By Linda Geist
Morris Heitman knows the risk of flood and farming river bottomland. His family farmed there for more than 140 years.
Flooding that began March 16 remains. Floodwaters stayed longer than they did in 1984, 1993, 2010 and 2011, Heitman says. There is no end in sight.
It is harvest time and there are no crops to harvest. The Missouri River, which remains 6 feet over flood stage, covers most of Heitman’s farmland.
He says 60,000 acres of land in Holt County flooded this spring. He can’t recall a year when crops went unplanted. This is that year for many.
Things do not bode well for 2020 either. University of Missouri Extension agricultural engineering specialist Jim Crawford says there is a 50-50 chance to plant on bottomland next year. Dams in North Dakota and South Dakota remain full, and elevated river levels in Missouri will continue through December.
Traveling between work and home has become a struggle for northwestern Missouri residents. As waters started to recede, rain returned the first week of October, and the U.S. Army Corps of Engineers continued to release northern floodwaters.
Sections of key roads and highways remain closed. Floodwaters ebbed and flowed all summer. Some residents had to leave their homes several times to avoid being stranded.
“We are still nervous and will be for a couple of years,” Crawford says.

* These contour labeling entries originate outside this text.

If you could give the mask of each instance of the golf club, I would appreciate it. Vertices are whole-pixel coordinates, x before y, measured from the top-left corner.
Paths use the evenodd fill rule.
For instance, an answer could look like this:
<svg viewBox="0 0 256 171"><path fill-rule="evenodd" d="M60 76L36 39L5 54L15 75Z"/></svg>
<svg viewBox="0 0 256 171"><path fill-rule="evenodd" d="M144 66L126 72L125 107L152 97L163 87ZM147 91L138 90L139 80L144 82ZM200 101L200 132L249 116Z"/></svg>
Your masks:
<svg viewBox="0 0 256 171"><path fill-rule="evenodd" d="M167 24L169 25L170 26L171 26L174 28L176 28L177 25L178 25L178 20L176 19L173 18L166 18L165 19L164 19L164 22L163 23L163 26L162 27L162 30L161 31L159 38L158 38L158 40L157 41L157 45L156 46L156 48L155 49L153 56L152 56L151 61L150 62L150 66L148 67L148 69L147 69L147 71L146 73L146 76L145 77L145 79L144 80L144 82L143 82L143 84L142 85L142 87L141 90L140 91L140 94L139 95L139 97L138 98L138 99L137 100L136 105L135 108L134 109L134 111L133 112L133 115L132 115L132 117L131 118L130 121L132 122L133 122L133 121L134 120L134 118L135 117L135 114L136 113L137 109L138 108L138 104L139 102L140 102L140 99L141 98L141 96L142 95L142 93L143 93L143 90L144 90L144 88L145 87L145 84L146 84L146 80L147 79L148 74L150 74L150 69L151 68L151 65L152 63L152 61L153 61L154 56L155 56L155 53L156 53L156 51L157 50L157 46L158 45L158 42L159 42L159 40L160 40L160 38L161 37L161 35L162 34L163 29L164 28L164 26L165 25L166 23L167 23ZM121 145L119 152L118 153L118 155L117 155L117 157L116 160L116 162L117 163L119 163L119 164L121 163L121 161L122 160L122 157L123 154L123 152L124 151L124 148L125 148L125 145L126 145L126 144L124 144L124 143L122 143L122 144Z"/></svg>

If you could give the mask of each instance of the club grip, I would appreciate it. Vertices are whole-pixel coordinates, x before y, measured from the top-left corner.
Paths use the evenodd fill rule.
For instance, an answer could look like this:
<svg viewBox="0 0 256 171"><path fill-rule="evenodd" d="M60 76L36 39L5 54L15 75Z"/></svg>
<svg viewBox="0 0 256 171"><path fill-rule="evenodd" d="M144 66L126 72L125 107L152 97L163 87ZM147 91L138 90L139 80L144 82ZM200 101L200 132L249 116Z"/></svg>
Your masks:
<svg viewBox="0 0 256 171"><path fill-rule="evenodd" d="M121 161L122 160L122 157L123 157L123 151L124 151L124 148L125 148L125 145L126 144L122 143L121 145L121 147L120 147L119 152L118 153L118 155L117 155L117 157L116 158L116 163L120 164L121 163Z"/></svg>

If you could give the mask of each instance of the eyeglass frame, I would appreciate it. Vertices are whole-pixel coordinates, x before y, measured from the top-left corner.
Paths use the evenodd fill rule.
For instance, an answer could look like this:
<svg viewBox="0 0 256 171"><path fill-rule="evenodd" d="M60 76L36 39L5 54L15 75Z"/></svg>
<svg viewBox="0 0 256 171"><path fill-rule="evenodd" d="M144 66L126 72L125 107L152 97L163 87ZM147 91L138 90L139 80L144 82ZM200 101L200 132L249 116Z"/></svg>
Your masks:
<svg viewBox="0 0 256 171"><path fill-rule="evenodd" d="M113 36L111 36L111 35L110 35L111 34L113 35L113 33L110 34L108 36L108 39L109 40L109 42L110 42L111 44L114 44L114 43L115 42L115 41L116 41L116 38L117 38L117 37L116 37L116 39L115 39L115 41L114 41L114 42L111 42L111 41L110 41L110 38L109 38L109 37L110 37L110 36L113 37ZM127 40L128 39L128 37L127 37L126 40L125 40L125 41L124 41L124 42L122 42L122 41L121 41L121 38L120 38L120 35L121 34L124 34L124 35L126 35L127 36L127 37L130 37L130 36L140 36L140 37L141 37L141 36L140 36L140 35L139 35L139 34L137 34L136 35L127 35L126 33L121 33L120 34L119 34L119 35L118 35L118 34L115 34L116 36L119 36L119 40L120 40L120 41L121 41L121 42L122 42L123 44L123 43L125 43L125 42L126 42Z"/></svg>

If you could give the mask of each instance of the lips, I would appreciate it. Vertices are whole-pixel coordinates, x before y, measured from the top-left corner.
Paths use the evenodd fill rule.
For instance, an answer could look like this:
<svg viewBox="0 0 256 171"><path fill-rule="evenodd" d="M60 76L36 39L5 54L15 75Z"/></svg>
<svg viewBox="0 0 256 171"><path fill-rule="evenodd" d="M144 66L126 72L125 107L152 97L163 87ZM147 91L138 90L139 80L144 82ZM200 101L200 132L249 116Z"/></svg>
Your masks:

Farmland remains in peril because repairing levees takes time and requires cooperation among multiple agencies. Crawford says workers closed the northern breach in late August and water receded some in the northern half of Holt County. It may be next year before workers can plug levees in the county’s southern end.
Current repairs will allow levees to protect against 25-year floods. Restoring levees to withstand 100-year floods will wait until at least spring 2020, depending on the weather.
Atchison County farmers reported 55,971 prevented-planting acres to USDA’s Farm Service Agency. This represents 18% of the county’s cropland. Holt County farmers reported about 60,000 prevented-planting acres. Overall, Missouri ranked fourth in the nation in prevented-planting acres, according to FSA.
At the peak of flooding, water covered 85,000 acres in Atchison County. Crawford estimates about 30,000 of those acres are still underwater. “It has been and will continue to be a long process,” he says.
Damage appears to be worse and longer-lasting compared to previous floods, says MU Extension agronomist Wayne Flanary. Sand and debris need to be removed before planting can begin next year.
Flanary offers moral support for now, but his real work begins when farmers seek research-based guidance on nutrient management and crop management. Likely topics include fallow field syndrome, soybean inoculants and tilling methods.
In 2011, the National Oceanic and Atmospheric Administration was able to alert residents two weeks ahead of flooding. Flanary says area property owners received one day’s notice this year when levees broke and water gushed.
Emergency officials ordered the town’s 250 residents to evacuate after May rains. “It went into Craig like it was going for lunch,” Heitman says.
Farmers scrambled to move livestock and equipment to higher ground. They hauled grain stored in bins as fast as they could find trucks and laborers.
Some farmers, like brothers David and Eddie Drewes, had to choose between saving livestock or machinery. Their sons moved animals through mud to higher ground while the dads made makeshift levees and piled sandbags around grain bins. On March 16, as floodwaters rose, David had to evacuate the family to safety on a sprayer.
A neighbor of the Drewes, Welton Haer, a Korean War veteran, stayed in a local motel to avoid entrapment. He moved back when he thought it was safe. Floodwaters from early October rains then surrounded his home.
Heitman’s land lies in Holt County where the Mill Creek and Big Tarkio levees broke. Mill Creek and the Big Tarkio River are Missouri River tributaries. The Mill Creek breach was 81 feet deep; the one at Big Tarkio was 51 feet. The scour hole was nearly 28 acres.
In Holt County, a mishmash of 17 individual levee districts makes securing funds for repairs complicated and time-consuming.
The Federal Emergency Management Agency, the Army Corps of Engineers, the state of Missouri and the USDA Natural Resources Conservation Service all work to repair levees.
“We're trying to dance with four different agencies,” Heitman said. “All these agencies have their own requirements and parameters, and we're trying to coordinate those to build a secure system against the river.”
Repairs mean protection as well as relief from high crop insurance rates.
“Earthen levees are not built to withstand three months of water,” he said. Even after temporary repairs, seep waters strip nitrogen from the soil.
A nonstop caravan of trucks hauls rocks to fortify levees, railroad embankments and roads. The town bustles with construction workers while farmers reluctantly sit idle at the coffee shop and wait for next year.
Once a hot topic, the flood rarely gets mentioned, Heitman says. “It’s the 800-pound gorilla in the room that no one wants to talk about.”
Until floodwaters recede, the full extent of Mother Nature’s damage will remain unknown. It is a game of wait-and-see for resilient farmers with a can-do spirit.
“The frustration is that people want to do something,” Heitman says. “You can’t do anything. You just wait and get out of the way. Things work out. They always have.”